More Garda resources needed to tackle rising rural crime – Smyth

Published on: 06 April 2017

Fianna Fail TD for Cavan-Monaghan Niamh Smyth says more resources need to be invested in the Cavan-Monaghan Garda division to curb rising rural crime rates.

New figures released to Deputy Smyth reveal that there were 21 new Gardaí allocated to the division since recruitment resumed in Templemore.  This compares to 42 new Gardaí for Louth and 66 for the Dublin North division.

“The Cavan-Monaghan Garda division has been left behind by Fine Gael.  The Justice Minister and her Cabinet colleagues appear to be solely focused on bulking up Garda numbers in the Dublin divisions, while leaving the rest of the country with a vastly reduced force”, said Deputy Smyth.

“Rural crime is one of the biggest issues affecting people living in Cavan and Monaghan.  Recent reports have indicated that gangs are now targeting rural areas and are travelling along regional and back roads, where detection rates are lower.  In fact, a recent survey carried out by the ICSA, found that two thirds of farmers have been affected by crime over the past three years.

“The decision by Fine Gael to close rural stations in 2013 has had an impact on crime rates in these communities, with many people seriously concerned by the lack of a visible Garda presence in their towns and villages.  Added to this is the fact that the Cavan-Monaghan division has been without a dedicated drugs unit since 2013 – which is an unacceptable situation, given the division’s proximity to the border.

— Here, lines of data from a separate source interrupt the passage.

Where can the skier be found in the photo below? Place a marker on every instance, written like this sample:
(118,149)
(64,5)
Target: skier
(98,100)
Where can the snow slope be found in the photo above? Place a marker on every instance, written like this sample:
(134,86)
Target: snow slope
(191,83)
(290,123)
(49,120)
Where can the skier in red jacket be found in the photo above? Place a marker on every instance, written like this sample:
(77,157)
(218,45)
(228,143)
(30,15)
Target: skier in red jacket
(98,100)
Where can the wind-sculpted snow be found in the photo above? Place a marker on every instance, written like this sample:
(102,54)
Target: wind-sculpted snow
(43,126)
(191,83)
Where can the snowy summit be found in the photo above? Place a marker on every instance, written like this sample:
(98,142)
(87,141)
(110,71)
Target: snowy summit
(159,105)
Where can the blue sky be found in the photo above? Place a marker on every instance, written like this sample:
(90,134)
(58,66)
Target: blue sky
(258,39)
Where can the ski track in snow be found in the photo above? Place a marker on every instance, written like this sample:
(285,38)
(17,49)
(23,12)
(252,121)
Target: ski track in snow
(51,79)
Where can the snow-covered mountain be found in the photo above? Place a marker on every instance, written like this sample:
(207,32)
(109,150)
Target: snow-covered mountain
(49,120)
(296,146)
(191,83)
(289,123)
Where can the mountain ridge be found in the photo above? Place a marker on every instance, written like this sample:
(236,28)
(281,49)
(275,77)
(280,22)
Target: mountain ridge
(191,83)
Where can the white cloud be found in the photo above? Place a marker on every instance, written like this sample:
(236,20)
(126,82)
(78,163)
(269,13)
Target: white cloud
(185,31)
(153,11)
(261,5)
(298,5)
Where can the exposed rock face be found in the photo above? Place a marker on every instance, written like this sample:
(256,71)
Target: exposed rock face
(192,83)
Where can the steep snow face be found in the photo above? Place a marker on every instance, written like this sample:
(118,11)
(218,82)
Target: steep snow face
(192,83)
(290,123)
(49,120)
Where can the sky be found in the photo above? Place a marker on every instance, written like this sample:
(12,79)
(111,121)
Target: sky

“Rural Ireland, and Cavan and Monaghan in particular, do not seem to be a priority for this Government.  Even when resources are allocated, there are significant delays in projects being rolled out.  More than 18 months have passed since approval for a new Garda Station for Bailieborough was announced, but there has been virtually no progress on the issue.  While indicative of this Government’s attitude to the border region, this delay is unacceptable and must be addressed as a matter of priority”, concluded Deputy Smyth.